Transposição das Águas do Rio São Francisco é criticada no V FSM

Brasília, 04 de fevereiro de 2005

A transposição das águas do Rio São Francisco, assunto que esteve em pauta no governo Fernando Henrique Cardoso, voltou com força total no governo Lula, com a denominação de integração de bacias. Polêmico, o tema foi alvo de oficina no V Fórum Social Mundial (FSM), realizado em Porto Alegre, Rio Grande do Sul, de 26 a 31 de janeiro deste ano. A discussão teve entre outros promotores o Crea-BA e contou com grande participação de vários profissionais do Sistema Confe/Crea.

O presidente do Crea-BA, eng. Marco Antônio Amigo, abriu as exposições, fazendo uma contextualização histórica da questão, traçando uma espécie de diagnóstico que deixou claro que o Conselho é desfavorável ao projeto como está apresentado.

 O representante da Comissão Pastoral da Terra e membro da coordenação do Projeto de Coordenação do Rio São Francisco, Rubem Siqueira, tentou desfazer o mito da escassez de água no semi-árido brasileiro. Segundo ele, ao contrário do que é amplamente divulgado, o semi-árido tem condições, inclusive, de contribuir com água. “Um terço da água do subsolo do semi-árido brasileiro daria para abastecer a população com 200 litros habitante/dia e possibilitaria a irrigação de dois milhões de hectares de terra. Então, o discurso de falta de água no Nordeste tem muito de interesses particulares’”, disse.

Ele citou seis questões que, na sua avaliação, são basicamente as responsáveis pelos problemas do Nordeste: população difusa; aglomeração em médios e pequenos centros urbanos, que passaram por explosão demográfica; concentração de terras e de água nas mãos do poder político; ideologia da indústria da seca; carência de recursos técnicos de manejo de água de chuva e de outras tecnologias de uso sustentável; e má gestão.

A advogada Ana Cassilda, do Comitê Permanente de Defesa do Rio São Francisco, falou dos aspectos políticos e jurídicos que permeiam a questão da transposição do Rio. Ela lembrou que a Constituição de 1988 já traz a idéia de que água não é mercadoria, é um direito universal.

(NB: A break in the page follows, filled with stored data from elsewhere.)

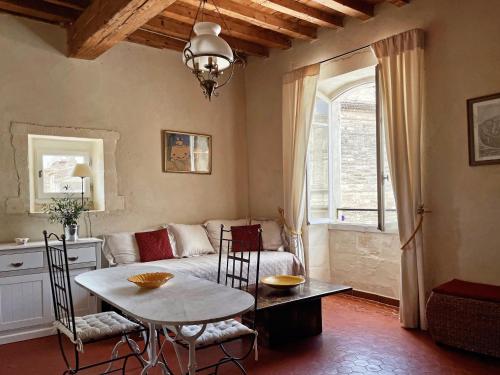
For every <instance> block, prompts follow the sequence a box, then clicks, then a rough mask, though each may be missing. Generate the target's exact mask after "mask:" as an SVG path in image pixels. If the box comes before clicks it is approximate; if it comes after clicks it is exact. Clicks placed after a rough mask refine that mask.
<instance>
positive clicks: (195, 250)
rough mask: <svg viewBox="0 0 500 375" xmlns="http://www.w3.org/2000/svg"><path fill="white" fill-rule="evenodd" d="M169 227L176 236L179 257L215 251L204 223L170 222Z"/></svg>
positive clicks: (206, 253) (168, 226)
mask: <svg viewBox="0 0 500 375" xmlns="http://www.w3.org/2000/svg"><path fill="white" fill-rule="evenodd" d="M168 229H169V231H171V232H172V234H173V235H174V237H175V248H176V250H175V251H176V255H177V256H178V257H190V256H193V255H201V254H213V253H215V250H214V248H213V247H212V244H211V243H210V241H209V240H208V236H207V232H206V230H205V227H203V225H198V224H196V225H188V224H169V225H168Z"/></svg>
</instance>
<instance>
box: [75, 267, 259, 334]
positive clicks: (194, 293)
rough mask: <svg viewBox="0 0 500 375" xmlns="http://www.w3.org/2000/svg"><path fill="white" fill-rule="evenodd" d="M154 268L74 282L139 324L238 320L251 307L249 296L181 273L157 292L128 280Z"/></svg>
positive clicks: (116, 270)
mask: <svg viewBox="0 0 500 375" xmlns="http://www.w3.org/2000/svg"><path fill="white" fill-rule="evenodd" d="M145 272H165V268H162V267H155V266H123V267H114V268H103V269H99V270H95V271H89V272H85V273H82V274H80V275H78V276H76V278H75V281H76V283H77V284H79V285H80V286H82V287H83V288H85V289H87V290H89V291H90V292H92V293H94V294H95V295H97V296H98V297H99V298H101V299H102V300H104V301H106V302H108V303H109V304H111V305H113V306H114V307H116V308H118V309H120V310H122V311H123V312H124V313H125V314H128V315H129V316H132V317H134V318H136V319H138V320H140V321H142V322H148V323H154V324H158V325H172V326H175V325H190V324H204V323H211V322H215V321H220V320H224V319H228V318H232V317H235V316H238V315H240V314H242V313H244V312H246V311H248V310H249V309H251V308H252V307H253V304H254V298H253V296H252V295H251V294H249V293H247V292H244V291H241V290H239V289H234V288H230V287H226V286H224V285H220V284H216V283H214V282H211V281H208V280H204V279H200V278H197V277H194V276H190V275H186V274H183V273H175V274H174V278H173V279H171V280H169V281H168V282H167V283H166V284H164V285H163V286H161V287H160V288H157V289H141V288H139V287H137V286H136V285H135V284H133V283H131V282H129V281H128V280H127V278H128V277H130V276H133V275H136V274H139V273H145Z"/></svg>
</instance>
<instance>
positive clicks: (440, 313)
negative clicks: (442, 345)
mask: <svg viewBox="0 0 500 375" xmlns="http://www.w3.org/2000/svg"><path fill="white" fill-rule="evenodd" d="M427 321H428V326H429V333H430V334H431V336H432V339H433V340H434V341H436V342H438V343H442V344H446V345H450V346H454V347H457V348H461V349H465V350H470V351H473V352H477V353H482V354H487V355H492V356H495V357H500V303H498V302H491V301H482V300H478V299H472V298H463V297H457V296H452V295H447V294H442V293H436V292H432V293H431V296H430V298H429V301H428V302H427Z"/></svg>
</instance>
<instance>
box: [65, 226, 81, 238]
mask: <svg viewBox="0 0 500 375" xmlns="http://www.w3.org/2000/svg"><path fill="white" fill-rule="evenodd" d="M64 237H66V241H73V242H75V241H78V224H70V225H65V226H64Z"/></svg>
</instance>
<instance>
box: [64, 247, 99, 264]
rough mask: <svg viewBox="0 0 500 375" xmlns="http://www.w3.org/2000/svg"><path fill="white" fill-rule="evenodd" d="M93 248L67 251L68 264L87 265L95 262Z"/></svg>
mask: <svg viewBox="0 0 500 375" xmlns="http://www.w3.org/2000/svg"><path fill="white" fill-rule="evenodd" d="M95 261H96V258H95V247H93V246H89V247H77V248H70V249H68V263H69V264H76V263H88V262H95Z"/></svg>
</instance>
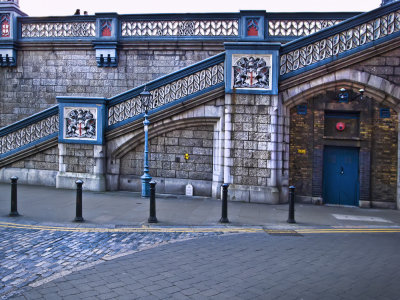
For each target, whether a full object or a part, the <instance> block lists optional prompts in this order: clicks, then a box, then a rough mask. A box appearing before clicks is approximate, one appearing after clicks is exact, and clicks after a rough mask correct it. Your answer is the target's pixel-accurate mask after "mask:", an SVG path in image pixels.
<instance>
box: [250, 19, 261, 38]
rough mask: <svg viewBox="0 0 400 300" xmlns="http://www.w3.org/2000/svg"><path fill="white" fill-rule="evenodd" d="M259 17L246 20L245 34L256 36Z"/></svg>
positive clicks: (259, 29)
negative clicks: (245, 27)
mask: <svg viewBox="0 0 400 300" xmlns="http://www.w3.org/2000/svg"><path fill="white" fill-rule="evenodd" d="M258 23H259V19H249V20H247V36H258V31H259V30H260V28H259V25H258Z"/></svg>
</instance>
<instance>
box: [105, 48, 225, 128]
mask: <svg viewBox="0 0 400 300" xmlns="http://www.w3.org/2000/svg"><path fill="white" fill-rule="evenodd" d="M224 59H225V53H222V54H219V55H216V56H214V57H211V58H209V59H207V60H204V61H202V62H201V63H198V64H195V65H192V66H190V67H187V68H185V69H182V70H180V71H178V72H175V73H173V74H171V75H168V76H165V77H162V78H160V79H157V80H155V81H152V82H150V83H148V84H147V85H146V88H147V90H148V91H150V93H151V94H152V97H153V103H152V107H151V110H154V109H162V108H163V107H166V106H167V105H168V104H174V103H176V104H177V103H180V102H182V101H184V100H189V99H191V98H193V97H196V96H198V95H199V94H203V93H206V92H208V91H210V90H213V89H215V88H218V87H223V85H224ZM141 91H143V86H141V87H138V88H135V89H133V90H130V91H128V92H126V93H123V94H121V95H118V96H116V97H114V98H111V99H110V102H109V103H108V122H107V125H108V127H109V128H110V129H112V128H115V127H118V126H121V125H123V124H125V123H127V122H129V121H130V120H132V119H133V118H135V117H138V116H139V115H141V114H142V113H143V111H142V109H141V106H140V99H139V93H140V92H141Z"/></svg>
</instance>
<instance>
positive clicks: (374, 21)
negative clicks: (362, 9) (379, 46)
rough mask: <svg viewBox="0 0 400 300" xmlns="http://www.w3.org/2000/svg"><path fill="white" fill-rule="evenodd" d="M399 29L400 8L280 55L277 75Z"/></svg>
mask: <svg viewBox="0 0 400 300" xmlns="http://www.w3.org/2000/svg"><path fill="white" fill-rule="evenodd" d="M399 31H400V10H398V11H395V12H391V13H388V14H386V15H384V16H381V17H379V18H375V19H371V20H368V21H367V22H365V23H362V24H360V25H358V26H355V27H352V28H348V29H346V30H344V31H342V32H340V33H338V34H335V35H332V36H328V37H326V38H322V39H320V40H319V41H316V42H314V43H310V44H308V45H307V44H306V45H304V46H302V47H299V48H298V49H295V50H293V51H290V52H289V53H286V54H283V55H281V60H280V75H281V76H282V75H286V74H290V73H292V72H294V71H297V70H300V69H302V68H304V67H307V66H310V65H312V64H315V63H318V62H320V61H322V60H325V59H328V58H331V57H336V56H337V55H339V54H342V53H346V52H349V51H352V50H354V49H357V48H359V47H362V46H364V45H366V44H368V43H371V42H375V41H377V40H379V39H382V38H384V37H387V36H390V35H392V34H395V33H397V32H399Z"/></svg>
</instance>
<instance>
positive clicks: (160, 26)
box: [122, 20, 239, 37]
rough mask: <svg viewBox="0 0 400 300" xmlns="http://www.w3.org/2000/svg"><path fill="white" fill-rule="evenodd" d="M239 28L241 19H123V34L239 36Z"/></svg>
mask: <svg viewBox="0 0 400 300" xmlns="http://www.w3.org/2000/svg"><path fill="white" fill-rule="evenodd" d="M238 28H239V20H188V21H179V20H171V21H164V20H154V21H134V22H126V21H123V22H122V36H123V37H134V36H135V37H139V36H143V37H146V36H147V37H159V36H238V35H239V29H238Z"/></svg>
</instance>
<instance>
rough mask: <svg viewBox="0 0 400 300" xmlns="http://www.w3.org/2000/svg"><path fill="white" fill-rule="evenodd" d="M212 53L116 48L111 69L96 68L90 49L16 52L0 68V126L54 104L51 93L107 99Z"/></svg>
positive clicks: (108, 68) (193, 51)
mask: <svg viewBox="0 0 400 300" xmlns="http://www.w3.org/2000/svg"><path fill="white" fill-rule="evenodd" d="M215 54H218V52H217V51H206V50H204V51H201V50H197V51H192V50H173V51H172V50H171V51H162V50H120V51H119V63H118V67H115V68H99V67H97V64H96V59H95V52H94V51H93V50H50V49H44V50H33V49H29V50H28V49H26V50H25V49H22V50H20V51H18V63H17V67H12V68H11V67H10V68H1V69H0V128H1V127H4V126H7V125H9V124H11V123H14V122H16V121H18V120H20V119H23V118H26V117H29V116H31V115H32V114H34V113H37V112H40V111H42V110H44V109H46V108H49V107H51V106H54V105H55V104H56V97H57V96H87V97H112V96H115V95H117V94H120V93H122V92H125V91H127V90H129V89H132V88H134V87H136V86H139V85H141V84H144V83H146V82H149V81H151V80H154V79H156V78H159V77H161V76H164V75H166V74H169V73H172V72H174V71H177V70H180V69H182V68H184V67H186V66H189V65H192V64H194V63H196V62H198V61H201V60H203V59H206V58H208V57H211V56H213V55H215Z"/></svg>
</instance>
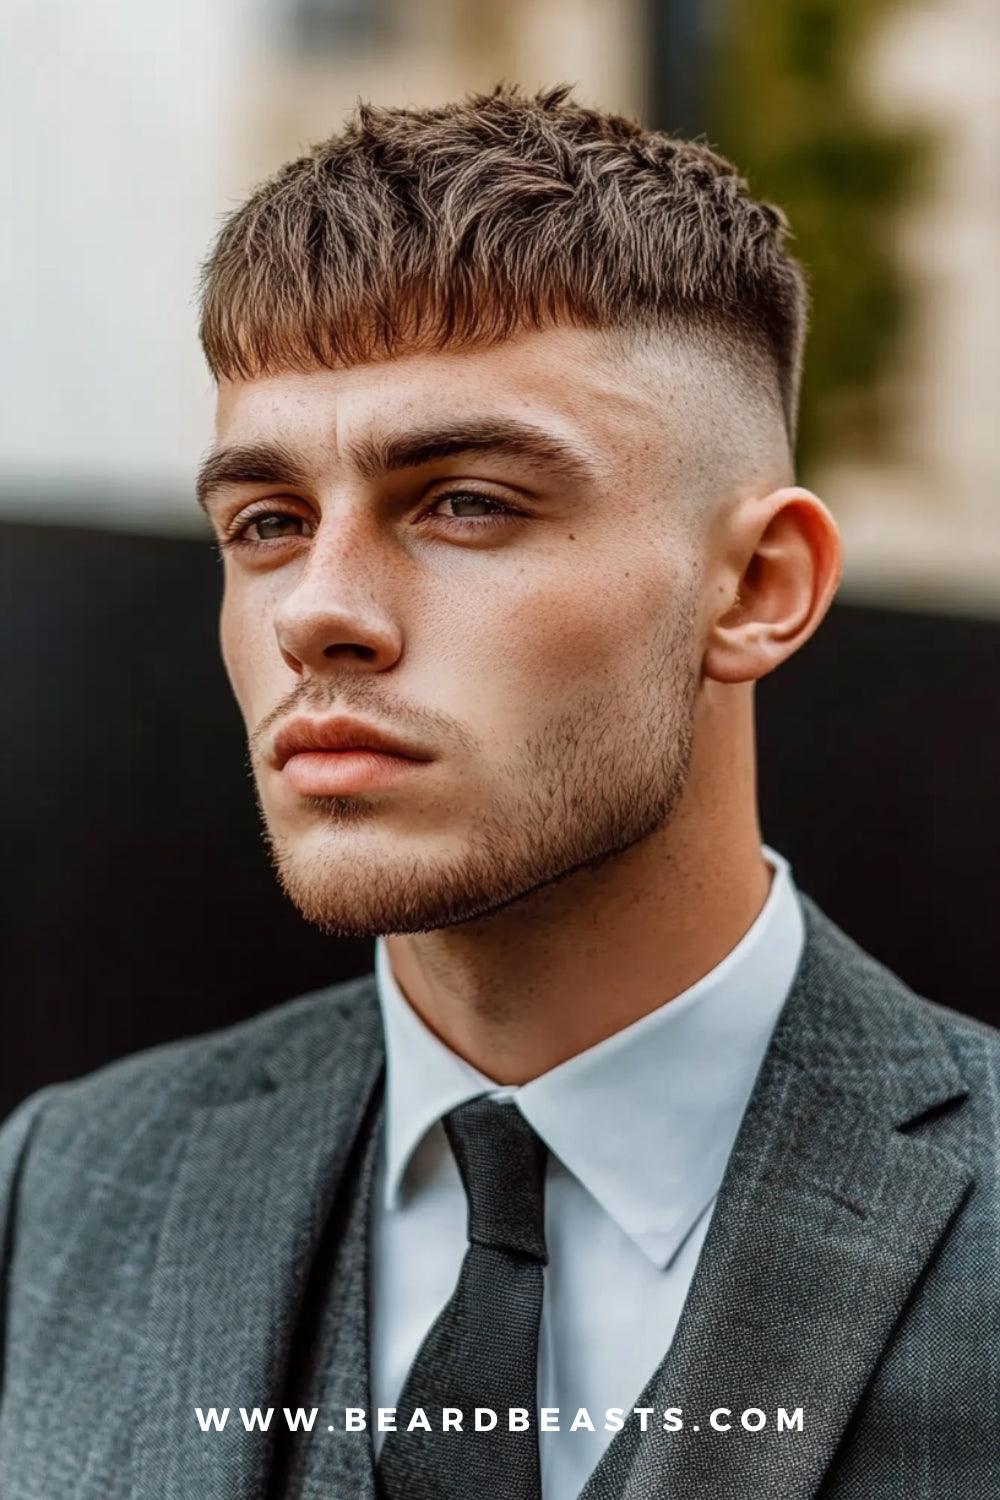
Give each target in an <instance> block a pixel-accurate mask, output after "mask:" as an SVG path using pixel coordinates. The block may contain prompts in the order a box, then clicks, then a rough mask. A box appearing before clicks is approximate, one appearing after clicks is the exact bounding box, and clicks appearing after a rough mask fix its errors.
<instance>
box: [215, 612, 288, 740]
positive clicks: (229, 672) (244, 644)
mask: <svg viewBox="0 0 1000 1500" xmlns="http://www.w3.org/2000/svg"><path fill="white" fill-rule="evenodd" d="M268 640H270V646H268ZM219 645H220V648H222V660H223V663H225V667H226V672H228V675H229V682H231V685H232V691H234V694H235V699H237V703H238V705H240V708H241V711H243V714H244V717H246V718H253V717H255V712H256V708H258V703H256V700H258V697H261V696H262V693H264V690H265V684H264V676H265V664H267V663H270V660H271V655H273V651H274V631H273V630H268V619H267V613H265V612H264V610H261V609H259V607H250V603H249V600H247V598H246V595H244V594H243V592H241V591H240V589H232V588H231V586H228V585H226V591H225V594H223V600H222V610H220V615H219Z"/></svg>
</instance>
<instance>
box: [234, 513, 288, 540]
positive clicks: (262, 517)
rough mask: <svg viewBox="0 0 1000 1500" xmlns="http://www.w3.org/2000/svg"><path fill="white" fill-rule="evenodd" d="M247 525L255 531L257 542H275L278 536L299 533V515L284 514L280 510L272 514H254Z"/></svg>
mask: <svg viewBox="0 0 1000 1500" xmlns="http://www.w3.org/2000/svg"><path fill="white" fill-rule="evenodd" d="M247 525H249V526H250V528H253V529H255V531H256V535H258V540H259V541H276V540H279V538H280V537H295V535H300V534H301V531H300V528H301V516H286V514H283V513H282V511H276V513H274V514H273V516H255V517H253V520H250V522H247Z"/></svg>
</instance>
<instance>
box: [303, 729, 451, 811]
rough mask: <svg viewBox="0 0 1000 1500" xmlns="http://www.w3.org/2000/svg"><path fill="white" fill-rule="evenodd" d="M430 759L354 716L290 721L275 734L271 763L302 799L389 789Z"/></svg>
mask: <svg viewBox="0 0 1000 1500" xmlns="http://www.w3.org/2000/svg"><path fill="white" fill-rule="evenodd" d="M429 759H430V756H429V754H426V753H424V751H423V750H418V748H417V747H415V745H409V744H405V742H403V741H400V739H396V738H394V736H393V735H387V733H385V732H384V730H381V729H376V727H375V726H373V724H366V723H363V721H361V720H357V718H343V717H339V718H304V717H300V718H292V720H289V723H286V724H285V726H283V727H282V729H280V730H279V732H277V735H276V736H274V751H273V763H274V766H276V768H277V769H279V771H280V774H282V780H283V781H285V783H286V784H288V787H289V789H291V790H292V792H297V793H298V795H301V796H349V795H354V793H358V792H372V790H378V789H379V787H384V786H388V784H390V783H393V781H396V780H399V777H402V775H406V774H412V771H415V769H417V768H418V766H421V765H424V763H426V762H427V760H429Z"/></svg>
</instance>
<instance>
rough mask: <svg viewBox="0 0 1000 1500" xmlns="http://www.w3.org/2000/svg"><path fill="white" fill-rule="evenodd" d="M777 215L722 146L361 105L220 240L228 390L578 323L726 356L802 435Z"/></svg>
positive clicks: (213, 278) (219, 311)
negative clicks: (263, 380) (324, 140)
mask: <svg viewBox="0 0 1000 1500" xmlns="http://www.w3.org/2000/svg"><path fill="white" fill-rule="evenodd" d="M786 233H787V222H786V217H784V214H783V213H781V210H780V208H775V207H774V205H772V204H768V202H759V201H756V199H754V198H751V195H750V190H748V187H747V183H745V181H744V178H742V177H741V175H739V172H738V169H736V168H735V166H733V163H732V162H727V160H726V159H724V157H721V156H718V154H717V153H715V151H712V150H711V148H709V147H706V145H702V144H696V142H690V141H682V139H678V138H675V136H670V135H666V133H660V132H652V130H645V129H643V127H642V126H640V124H637V123H636V121H634V120H628V118H624V117H622V115H616V114H609V113H604V111H600V110H591V108H585V107H583V105H580V104H577V102H574V101H573V98H571V95H570V90H568V89H567V87H559V89H550V90H546V92H543V93H538V95H535V96H525V95H522V93H520V92H519V90H517V89H513V87H507V86H501V87H498V89H496V90H495V92H493V93H489V95H471V96H469V98H468V99H465V101H463V102H460V104H450V105H444V107H441V108H435V110H408V108H376V107H373V105H364V104H361V105H358V108H357V110H355V113H354V115H352V117H351V120H349V121H348V123H346V126H345V129H343V130H342V133H339V135H333V136H331V138H330V139H327V141H321V142H319V144H318V145H313V147H312V150H310V153H309V154H307V156H301V157H298V159H297V160H294V162H289V163H288V165H285V166H283V168H282V169H280V171H279V172H276V174H274V175H273V177H271V178H270V180H268V181H265V183H262V184H261V186H259V187H256V189H255V192H253V193H252V195H250V198H249V199H247V201H246V202H244V204H243V205H241V207H240V208H237V210H235V211H234V213H232V214H229V217H228V219H226V220H225V222H223V225H222V229H220V233H219V237H217V240H216V243H214V246H213V249H211V252H210V255H208V258H207V261H205V266H204V269H202V281H201V341H202V347H204V351H205V357H207V360H208V366H210V369H211V372H213V375H214V377H216V380H220V378H226V380H232V378H243V380H253V378H256V377H259V375H267V374H276V372H277V371H283V369H309V368H315V366H327V368H333V369H336V368H342V366H345V365H355V363H361V362H364V360H370V359H378V357H387V356H393V354H397V353H402V351H405V350H414V348H445V347H448V345H454V344H475V342H487V344H490V342H499V341H502V339H507V338H510V336H511V335H514V333H517V332H520V330H523V329H532V327H534V329H544V327H550V326H553V324H556V323H568V324H573V326H577V327H583V329H595V330H643V329H645V330H669V329H679V330H690V332H700V333H711V335H715V336H717V338H721V339H723V342H724V347H726V348H727V351H729V353H730V356H732V357H739V356H741V353H742V354H745V356H748V357H751V359H753V360H754V366H756V368H757V369H760V362H762V357H763V360H765V362H766V369H769V371H771V372H772V374H774V378H775V381H777V393H778V395H780V399H781V407H783V411H784V419H786V426H787V429H789V435H790V437H792V435H793V429H795V416H796V405H798V387H799V371H801V359H802V342H804V330H805V314H807V293H805V282H804V276H802V270H801V267H799V264H798V263H796V261H795V260H793V258H792V255H790V254H789V252H787V249H786V243H784V242H786Z"/></svg>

“No Brasil, o espaço existente para a participação popular na gestão dos recursos hídricos são os Comitês de Bacias, responsáveis pela elaboração do plano de recursos hídricos”, informou, lembrando também que existe ainda como instância deliberativa o Conselho Nacional dos Recursos Hídricos.

Cassilda também lembrou que a Constituição diz que a exploração dos recursos hídricos em terras indígenas só pode ocorrer se forem ouvidas as populações indígenas. “No atual projeto do governo de integração das bacias isso não está previsto. Até agora nenhum índio da região foi ouvido”, lamenta.

A advogada acrescentou às suas críticas ao projeto, a necessária aprovação no Congresso Nacional, o que não ocorreu porque o mesmo não foi submetido àquela instância. Ressaltou também a ausência da informação no projeto da disponibilização hídrica das bacias receptoras, além da apresentação no EIA RIMA (Estudos de Impactos Ambientais) de uma série de incongruências. A advogada resume assim sua avaliação sobre o projeto: “Possui graves ofensas à legislação. O Comitê de Bacias Hidrográficas já entrou com várias ações na Justiça contra o governo”.

Outro palestrante da concorrida oficina foi o eng. Odair Santos Júnior, assessor do meio ambiente do Crea-MG, que falou sobre outras experiências de transposição de águas já realizadas no mundo. A maioria com resultados pouco positivos para seus objetivos.

Odair disse ser necessária ponderação sobre o esquema de irrigação pretendida no projeto. Endossando a opinião de Rubem Siqueira, afirmou que não é necessário transpor as águas do Rio São Francisco, visto que os quatro Estados que deveriam ser abastecidos por essa água têm disponibilidade hídrica suficiente.

A advogada falou que o projeto não atende às exigências legais e Odair afirmou que nem às técnicas. Ele listou pré-requisitos para uma transposição de águas como: que a bacia receptora tenha pouca água e terra agricultável, que a bacia doadora tenha água sobrando e não tenha terra agricultável, e que a transposição seja economicamente viável.
 
“Nenhum desses três pré-requisitos básicos são atendidos. Se um só não fosse, já seria motivo suficiente para barrar o projeto. Devemos realizar estudos técnicos para viabilizar o uso da água abundante que existe no Nordeste setentrional, antes de pensar em transposição”, finalizou o engenheiro.